Thursday, November 20, 2008

First Transatlantic 40 Gbps Single Wavelength Transmission Completed

The first transatlantic transmission of a 40 Gbps IP wavelength (OC768/STM256) was successfully demonstrated by Sprint, in collaboration with the TAT-14 cable system consortium, TeliaSonera International Carrier, and Sweden's research and education network (SUnet). This trial was also enabled through close collaboration between Cisco Systems and StrataLight Communications.

Spanning more than 9,000 km of fiber distance, the circuit includes a 7,630 km segment of transatlantic submarine TAT-14 cable system between Sea Girt, N.J. and BlAbjerg, Denmark. TeliaSonera provided support and optical backhaul from the European cable landing station for TAT-14 to Stockholm and SUnet.

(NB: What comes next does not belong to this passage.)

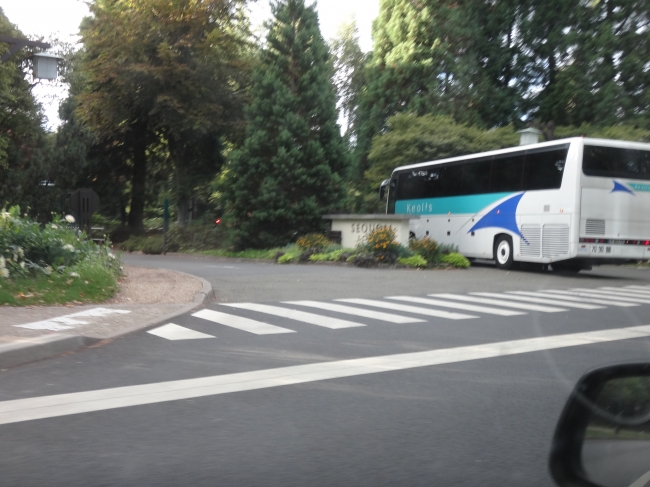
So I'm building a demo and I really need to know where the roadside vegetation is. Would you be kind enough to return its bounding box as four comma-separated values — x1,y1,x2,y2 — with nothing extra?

Rather than using traditional external DWDM equipment to generate the long-haul signal, the connection was based on Cisco's Carrier Routing System, CRS-1, and IP-over-Dense-Wavelength-Division Multiplexing (IPoDWDM) systems. With the CRS-1 IPoDWDM production solution, the CRS-1 emits a colored 40-Gbps wavelength that is fed directly into existing 10-Gbps DWDM transmission equipment, providing four times the capacity and eliminating costly external transponders.

"This successful trial of 40-Gbps over IP on a submarine cable system represents another significant first in IP networking for Sprint," said Kathy Walker, chief information and network officer for Sprint. "It serves as a reminder of how far technology has advanced. TAT-14 and Sprint were the first to transmit data at 10-Gbps (OC192) speeds across the same path in 2001. Sprint and TAT-14 are making history again. By transmitting 40-Gbps over an existing 10-Gbps DWDM system, we've demonstrated that Sprint can increase capacity for its customers while minimizing additional capital and operational costs."